The important takeaway is that May and EVH switched leads back and forth. It is - to me, at least - blatantly obvious which one is playing.
However, the B side of the LP (I still have it) is a 10+ minute blues jam called ‘Bluesbreaker’ that they dedicated to Clapton. In this one, with the styles so different, I can still tell who’s who but it’s more difficult. May’s style translates better to blues that EVH but both do an excellent job.
While I like to think I can pick many guitarists by their sound I wonder how much of this is the fact that when they solo they are making it all up. Benjamin Zander, conductor of the Boston Philharmonic tells this incredible story in The Art of Possibilty.
*The legendary Kolisch Quartet had the singular distinction of playing its entire repertoire from memory, including the impossibly complex modern works of Schoenberg, Webern, Bartok, and Berg. Eugene Lehner was the violist for the quartet in the 1930s. Lehner’s stories about their remarkable performances often included a hair-raising moment when one player or another had a memory slip. Although he relished the rapport that developed between them without the encumbrance of a music stand, he admits there was hardly a concert in which some mistake did not mar the performance. The alertness, presence, and attention required of the players in every performance is hard to fathom, but in one concert an event occurred that surpassed their ordinary brinkmanship.

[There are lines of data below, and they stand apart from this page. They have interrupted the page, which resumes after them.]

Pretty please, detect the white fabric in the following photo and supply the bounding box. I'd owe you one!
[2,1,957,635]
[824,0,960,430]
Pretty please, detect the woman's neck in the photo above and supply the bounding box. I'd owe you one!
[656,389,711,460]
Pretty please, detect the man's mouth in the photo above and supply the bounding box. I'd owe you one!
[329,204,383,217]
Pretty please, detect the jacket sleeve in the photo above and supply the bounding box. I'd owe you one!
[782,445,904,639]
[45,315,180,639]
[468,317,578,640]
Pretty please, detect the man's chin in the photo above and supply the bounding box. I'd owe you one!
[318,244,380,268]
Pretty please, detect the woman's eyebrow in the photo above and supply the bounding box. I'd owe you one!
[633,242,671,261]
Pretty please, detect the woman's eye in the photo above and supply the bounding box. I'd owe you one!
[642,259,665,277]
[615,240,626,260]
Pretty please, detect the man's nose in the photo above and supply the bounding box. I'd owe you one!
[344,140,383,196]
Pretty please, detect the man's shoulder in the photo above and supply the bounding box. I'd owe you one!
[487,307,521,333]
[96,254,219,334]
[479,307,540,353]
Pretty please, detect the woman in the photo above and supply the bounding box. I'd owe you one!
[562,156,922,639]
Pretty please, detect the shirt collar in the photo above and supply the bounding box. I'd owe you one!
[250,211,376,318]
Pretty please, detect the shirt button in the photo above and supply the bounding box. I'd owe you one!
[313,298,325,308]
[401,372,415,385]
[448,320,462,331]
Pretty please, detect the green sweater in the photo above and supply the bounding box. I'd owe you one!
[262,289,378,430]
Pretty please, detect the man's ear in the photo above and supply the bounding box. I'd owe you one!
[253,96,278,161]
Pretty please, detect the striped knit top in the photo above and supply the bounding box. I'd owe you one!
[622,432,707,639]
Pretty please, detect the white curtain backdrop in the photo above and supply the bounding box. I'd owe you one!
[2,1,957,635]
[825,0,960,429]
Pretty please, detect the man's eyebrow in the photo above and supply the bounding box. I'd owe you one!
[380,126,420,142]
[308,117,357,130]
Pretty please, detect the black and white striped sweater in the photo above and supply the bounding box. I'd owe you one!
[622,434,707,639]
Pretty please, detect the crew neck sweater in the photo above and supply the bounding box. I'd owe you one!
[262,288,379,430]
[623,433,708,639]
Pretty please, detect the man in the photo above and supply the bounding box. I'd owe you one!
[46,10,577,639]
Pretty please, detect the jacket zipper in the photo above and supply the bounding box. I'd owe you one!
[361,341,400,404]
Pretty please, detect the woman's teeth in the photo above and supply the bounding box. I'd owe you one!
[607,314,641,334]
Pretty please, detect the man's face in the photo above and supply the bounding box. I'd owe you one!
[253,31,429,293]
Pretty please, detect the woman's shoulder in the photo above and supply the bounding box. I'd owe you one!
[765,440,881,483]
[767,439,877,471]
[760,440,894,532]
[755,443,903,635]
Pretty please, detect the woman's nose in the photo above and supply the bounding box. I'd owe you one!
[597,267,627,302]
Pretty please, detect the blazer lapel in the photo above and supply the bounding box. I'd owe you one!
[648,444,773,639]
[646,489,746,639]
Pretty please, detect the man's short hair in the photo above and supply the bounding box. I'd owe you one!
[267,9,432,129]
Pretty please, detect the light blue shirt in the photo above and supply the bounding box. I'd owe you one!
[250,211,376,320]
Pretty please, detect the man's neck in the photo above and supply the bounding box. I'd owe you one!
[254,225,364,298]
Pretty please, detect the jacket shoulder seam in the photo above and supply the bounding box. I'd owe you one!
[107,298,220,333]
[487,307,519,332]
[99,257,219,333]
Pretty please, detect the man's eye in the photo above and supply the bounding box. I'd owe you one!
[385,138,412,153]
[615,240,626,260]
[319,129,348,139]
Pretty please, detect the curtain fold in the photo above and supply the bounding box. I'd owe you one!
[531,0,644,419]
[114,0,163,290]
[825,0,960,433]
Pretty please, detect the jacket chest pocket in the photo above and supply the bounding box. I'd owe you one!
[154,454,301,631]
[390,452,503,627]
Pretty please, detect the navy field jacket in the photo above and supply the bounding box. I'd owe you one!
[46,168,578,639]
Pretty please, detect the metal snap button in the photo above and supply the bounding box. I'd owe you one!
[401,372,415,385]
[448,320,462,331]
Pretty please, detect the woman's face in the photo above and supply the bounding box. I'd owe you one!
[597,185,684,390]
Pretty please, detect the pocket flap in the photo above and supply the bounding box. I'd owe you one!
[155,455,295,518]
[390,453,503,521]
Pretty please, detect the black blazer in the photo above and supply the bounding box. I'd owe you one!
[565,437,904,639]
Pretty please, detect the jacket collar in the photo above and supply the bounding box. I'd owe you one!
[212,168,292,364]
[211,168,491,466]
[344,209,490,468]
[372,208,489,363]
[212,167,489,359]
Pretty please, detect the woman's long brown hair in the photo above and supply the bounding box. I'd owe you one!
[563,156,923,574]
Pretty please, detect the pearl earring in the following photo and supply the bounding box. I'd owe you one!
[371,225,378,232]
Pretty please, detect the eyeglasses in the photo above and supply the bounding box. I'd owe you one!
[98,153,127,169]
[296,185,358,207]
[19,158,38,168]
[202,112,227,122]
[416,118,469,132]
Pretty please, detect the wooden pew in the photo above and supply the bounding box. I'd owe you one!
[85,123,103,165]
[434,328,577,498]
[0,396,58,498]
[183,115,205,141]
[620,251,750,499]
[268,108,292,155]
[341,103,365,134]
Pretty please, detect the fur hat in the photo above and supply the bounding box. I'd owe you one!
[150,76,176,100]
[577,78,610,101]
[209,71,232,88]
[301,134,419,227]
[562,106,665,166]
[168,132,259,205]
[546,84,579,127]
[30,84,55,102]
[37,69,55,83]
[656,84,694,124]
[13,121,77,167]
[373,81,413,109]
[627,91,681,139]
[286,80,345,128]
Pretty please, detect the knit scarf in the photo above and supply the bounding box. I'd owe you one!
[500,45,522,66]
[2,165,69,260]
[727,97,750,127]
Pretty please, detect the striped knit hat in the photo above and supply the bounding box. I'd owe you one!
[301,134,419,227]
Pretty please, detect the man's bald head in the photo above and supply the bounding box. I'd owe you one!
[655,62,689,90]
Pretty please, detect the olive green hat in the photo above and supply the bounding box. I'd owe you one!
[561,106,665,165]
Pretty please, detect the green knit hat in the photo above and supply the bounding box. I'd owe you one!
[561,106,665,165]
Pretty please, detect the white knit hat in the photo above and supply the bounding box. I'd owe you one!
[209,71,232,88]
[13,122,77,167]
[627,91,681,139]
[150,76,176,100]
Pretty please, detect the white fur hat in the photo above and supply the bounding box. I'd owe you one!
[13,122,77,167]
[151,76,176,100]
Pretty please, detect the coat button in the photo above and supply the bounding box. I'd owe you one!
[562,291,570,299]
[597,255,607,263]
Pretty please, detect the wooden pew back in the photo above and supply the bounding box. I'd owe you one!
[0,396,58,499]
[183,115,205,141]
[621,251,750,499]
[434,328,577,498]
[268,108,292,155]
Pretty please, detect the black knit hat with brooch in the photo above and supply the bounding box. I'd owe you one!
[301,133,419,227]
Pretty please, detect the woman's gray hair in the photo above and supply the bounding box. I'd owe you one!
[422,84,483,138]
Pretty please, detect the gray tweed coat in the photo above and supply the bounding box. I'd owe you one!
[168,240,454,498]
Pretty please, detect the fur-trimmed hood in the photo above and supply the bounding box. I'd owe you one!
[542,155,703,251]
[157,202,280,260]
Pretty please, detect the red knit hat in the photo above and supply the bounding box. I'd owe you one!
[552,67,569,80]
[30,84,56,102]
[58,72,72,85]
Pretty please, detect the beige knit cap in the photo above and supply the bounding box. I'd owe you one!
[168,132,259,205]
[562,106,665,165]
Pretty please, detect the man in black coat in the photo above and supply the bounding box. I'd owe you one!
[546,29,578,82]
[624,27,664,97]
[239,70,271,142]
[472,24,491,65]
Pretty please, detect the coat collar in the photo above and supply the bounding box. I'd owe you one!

In the middle of the slow movement of Beethoven’s String Quartet op. 95, just before his big solo, Lehner suddenly had an inexplicable memory lapse, in a place where his memory had never failed him before. He literally blacked out. But the audience heard Opus 95 as it was meant to be played, the viola solo sounding in all its richness. Even the first violinist, Rudolph Kolisch, and cellist, Bennar Heifetz, both with their eyes closed and deeply absorbed in the music, were unaware that Lehner had dropped out. The second violinist, Felix Khuner, was playing Lehner’s melody, coming in without missing a beat at the viola’s designated entrance, the notes perfectly in tune and voiced like a viola on an instrument tuned a fifth higher. Lehner was stunned, and offstage after the performance asked Khuner how he could have possibly known to play. Khuner answered with a shrug: “I could see that your third finger was poised over the wrong string, so I knew you must have forgotten what came next.”*
It can be possible in certain cases.
Listen to the outro of “Margaret on a Guillotine” anyone with even a fleeting knowledge of his work would recognise it as Vini Reilly.